At the beginning we started very slowly, integrating laptops into our classes and we started off on a process of our International Baccalaureate students having laptops. We then have gradually over the past eight years started bringing on year nine students - and we did it as an opt in option which we had one laptop class at year nine. The success of that meant that the following year that three out of the five year nine classes opted in and after that it was a total opt in by all the school.

So initially it started off as a decision that was not made by the whole school but we had key staff who bought into it and were willing to integrate and use the laptops as part of their teaching and learning. Then from there I think other staff actually saw the benefits of what were happening and slowly bought into it as well. We had a bit of a hiccup called an earthquake and we then had to - the school was closed for four weeks. After about a week we thought we need to provide some online learning for the students. At that stage we didn't have a learning management system so we used FirstClass, which each class has its own conference folder on there, so teachers and students can exchange information and ideas.

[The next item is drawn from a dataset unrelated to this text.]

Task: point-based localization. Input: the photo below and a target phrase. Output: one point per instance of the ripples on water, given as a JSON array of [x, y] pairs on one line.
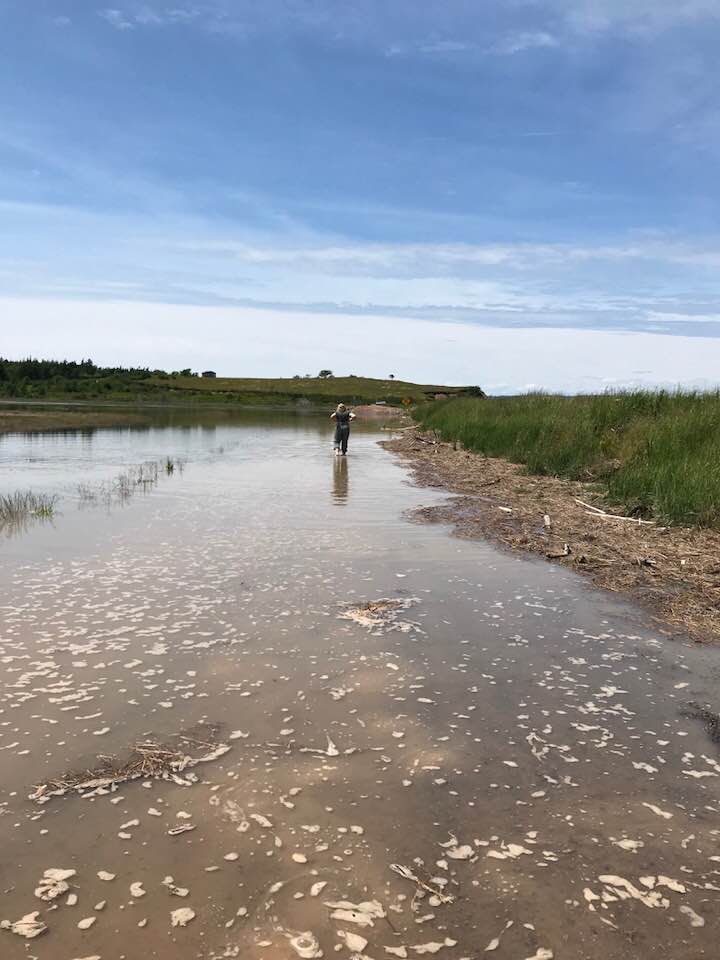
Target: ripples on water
[[504, 764]]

That was also used a lot for pastoral care and communication to the students about what was happening with school at the time. So suddenly the teachers went from a small group of teachers, that certain year levels integrating digital learning into their course, to suddenly everyone with the expectation of - 'Yes I need to provide some learning for all my classes and all year levels online.’ So it pushed things up an awful lot quicker than it otherwise would have been. Some of it wasn't sophisticated, some of it was, but it actually made all the staff rethink about, ‘Well how could I do what I usually do in front of the class and do it online?’

Where to next is - I think the earthquake has pushed us into implementing a learning management system which we are, as of yesterday I think, it's just gone live. So we'll be, for the rest of the year, we'll be working at implementing that. Staff have a lot of other pressures at the moment because of the earthquake but it's not stopping our path into incorporating IT into all classes throughout all year levels. The next step for us is to start implementing and getting PD on blended learning.

It's a slow process but I think we feel that it's better to get it right rather than rush it in and teachers don't like change. So if you can do one step at a time teachers feel familiar and happy with it then it will be more successful than just sitting rushing in saying you will have to do this. So we'll be starting off as a opt in volunteer scheme and getting those people enthused and then for them being able to show their practice to other staff within the school and then let it snowball from there.